16 Jan 2024 | Matthijs Douze, Alexandr Guzhva, Chengqi Deng, Jeff Johnson, Gergely Szilvasy, Pierre-Emmanuel Mazaré, Maria Lomeli, Lucas Hosseini, Hervé Jégou
The Faiss library is an industrial-grade toolkit for approximate nearest neighbor (ANN) search in vector databases. It provides a variety of indexing methods and related primitives for searching, clustering, compressing, and transforming vectors. Faiss is designed to be flexible, efficient, and usable both in simple scripts and as a building block for database management systems (DBMS). Unlike other libraries that focus on a single indexing method, Faiss contains a range of indexing methods that often involve a chain of components, such as preprocessing, compression, and non-exhaustive search. This flexibility is necessary to accommodate different usage constraints and efficiency requirements.
Faiss is not a feature extractor, a service, or a database. It only indexes embeddings that have been extracted by other mechanisms. The library focuses on carefully implemented algorithms to ensure efficiency and accuracy. The core of Faiss is the *index*, which stores a set of database vectors and returns the vector closest to a query vector in terms of Euclidean distance. Faiss supports various search methods, including k-nearest neighbors, range search, and batch processing, and allows for trade-offs between speed, memory usage, and accuracy.
The paper discusses the design principles of Faiss, including the trade-off between different constraints in vector search. It introduces two main tools for achieving this balance: vector compression and non-exhaustive search. Faiss is also engineered to be flexible and usable from other tools. The paper reviews several applications of Faiss, including trillion-scale indexing, text retrieval, data mining, and content moderation.

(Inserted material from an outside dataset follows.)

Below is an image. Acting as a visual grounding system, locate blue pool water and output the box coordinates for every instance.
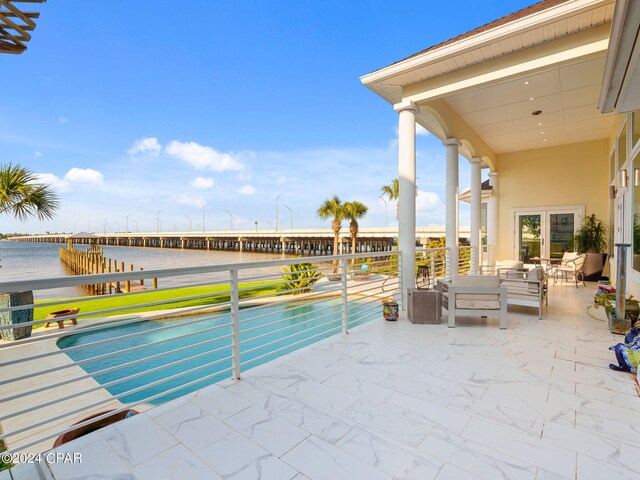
[58,299,381,405]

It also discusses related work, including other indexing methods and software packages for vector search, such as FLANN, NMSlib, HNSWlib, and SCANN. The paper further explores the performance axes of a vector search library, including accuracy, resource metrics, and trade-offs between different constraints. It also discusses the exploration of search-time settings, the pruning of parameter spaces, and the exploration of the index space. Finally, the paper provides an overview of Faiss's compression levels, vector preprocessing techniques, and additive quantization options, highlighting the library's capabilities in handling large-scale vector search tasks.The Faiss library is an industrial-grade toolkit for approximate nearest neighbor (ANN) search in vector databases. It provides a variety of indexing methods and related primitives for searching, clustering, compressing, and transforming vectors. Faiss is designed to be flexible, efficient, and usable both in simple scripts and as a building block for database management systems (DBMS). Unlike other libraries that focus on a single indexing method, Faiss contains a range of indexing methods that often involve a chain of components, such as preprocessing, compression, and non-exhaustive search. This flexibility is necessary to accommodate different usage constraints and efficiency requirements.
Faiss is not a feature extractor, a service, or a database. It only indexes embeddings that have been extracted by other mechanisms. The library focuses on carefully implemented algorithms to ensure efficiency and accuracy. The core of Faiss is the *index*, which stores a set of database vectors and returns the vector closest to a query vector in terms of Euclidean distance. Faiss supports various search methods, including k-nearest neighbors, range search, and batch processing, and allows for trade-offs between speed, memory usage, and accuracy.
The paper discusses the design principles of Faiss, including the trade-off between different constraints in vector search. It introduces two main tools for achieving this balance: vector compression and non-exhaustive search. Faiss is also engineered to be flexible and usable from other tools. The paper reviews several applications of Faiss, including trillion-scale indexing, text retrieval, data mining, and content moderation. It also discusses related work, including other indexing methods and software packages for vector search, such as FLANN, NMSlib, HNSWlib, and SCANN. The paper further explores the performance axes of a vector search library, including accuracy, resource metrics, and trade-offs between different constraints. It also discusses the exploration of search-time settings, the pruning of parameter spaces, and the exploration of the index space. Finally, the paper provides an overview of Faiss's compression levels, vector preprocessing techniques, and additive quantization options, highlighting the library's capabilities in handling large-scale vector search tasks.